Slaughterhouse to table restaurant Belcampo Santa Monica gets the Rodell review this week. Belcampo raises livestock on farms in Northern California, and slaughters, transports, and sells the meat itself. The restaurant, then, "has one aim: to showcase the meat that Belcampo Meat Co. produces." And showcase the meat it does:
There are quite a few dishes that are basically cuts of cow (or sheep or goat) arranged artfully over greens, or over a piece of bread, or just on a plate. The beef heart comes sliced, sitting atop mizuna with some roasted peppers and a light salsa verde. Those things that come under the slices of heart are delicious, but they're utterly secondary to the meat itself, which is like a steak but with deeper, darker flavor, one that underscores the seriousness of the organ from which it was cut. [LAW]
While B. Rod laments the omission of seafood from the menu, she is thrilled with the simplicity of the meat dishes, and imagines "you'll never want to go back to the cheap, mass-produced stuff again." Belcampo walks away with three stars.

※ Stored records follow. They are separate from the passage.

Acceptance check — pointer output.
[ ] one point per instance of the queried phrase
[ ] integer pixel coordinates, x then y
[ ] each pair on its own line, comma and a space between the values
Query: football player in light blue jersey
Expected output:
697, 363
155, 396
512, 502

This month, Patric Kuh reviews the newest restaurant by the duo behind the now shuttered Hatfield's, Odys + Penelope. While "fire is at the core" of Quinn and Karen Hatfield's modern churrasco with an exceptional sirloin cap and pork belly, the vegetables are not to be overlooked:
As meaty as all this might sound, Quinn, who's had market menus and vegetarian menus in every iteration of his restaurants, kind of soars with plants. An oregano- and parsley-laced chimichurri emphasizes the pristinely fresh pea tendrils and pods. A finishing spoonful of walnut-tarragon pesto cuts through a creamy bowl of shaved cauliflower and millet. For the Farmer's Dozen, he tosses mint leaves into roasted whole carrots, radish, and toasted pepitas. While the Persian garlic sauce seems light on garlic, the lacy batter on the maitake and oyster mushrooms doesn't need the help. More impressive are the onion rings that come with the sirloin cap. Plumped up for 12 hours in ice water, they stay firm after being dredged in flour and fried. A final hit of paprika, sugar, and salt sends them over the edge, delivering serious pleasure with what seems a simple garnish. [LAM]
The LA Magazine critic also praises Karen Hatfield's desserts built with "wonderful simplicity," notably the pavlova and chocolate pie. Odys + Penelope lands three stars.
The Elsewhere: Gastronomy Blog enjoys handmade tortilla burritos at La Azteca Tortilleria in Boyle Heights, kevinEats finds hits and misses at Ox & Son, and Food GPS reveals this week's secret dish at Picca.